The poll, conducted during Infosecurity Europe, asked 301 IT security professionals their views of their organisation’s ability to detect and deflect attacks. While the overwhelming threat landscape scored highest, pointing the finger of blame at an employee was also popular (cited by 51%,) closely followed by how quickly threats change (50%.) A lack of resources was also considered a key element to an organisation’s inability to prevent attacks getting through defences (46%.)

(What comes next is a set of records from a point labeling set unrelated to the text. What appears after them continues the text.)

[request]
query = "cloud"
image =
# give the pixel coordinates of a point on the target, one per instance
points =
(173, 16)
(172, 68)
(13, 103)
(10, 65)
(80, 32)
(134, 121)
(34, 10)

“Many security solutions focus wholly on cyber attack prevention, but determined attackers will always find a workaround. That’s why prevention alone is not enough, and perhaps why the people spoken with during this study felt ill prepared,” suggests Peter Cohen – Strategic Director of Countercept. “The reality is that the odds are very much stacked in the hackers favour, with organisations playing catch up as they try to anticipate an attacker’s next move, trying to stay one step ahead instead of always constantly behind. But it’s not easy.”

A separate study, conducted by the UK Government, confirms the scale of challenge organisations face; citing that two-thirds of big UK businesses had been hit by a cyber attack in the past year, with a quarter of large firms experiencing a cyber breach at least once a month.

Peter concludes, “A recent report from the National Crime Agency estimates that the cost of cyber crime to the UK economy is billions of pounds per annum – and growing. This is a worrying trend and one that can’t be ignored. The issue for many organisations is that they’re trying to prevent everything, when the focus should be shifted to identify the attacks that can actually cause damage. Organisations need to identify the critical data, systems and applications within the organisation and monitor them to detect and respond to cyber attacks. Analysis of log files, network traffic and the endpoint systems themselves is an absolute must to reverse the tables and identify the attacks that matter.”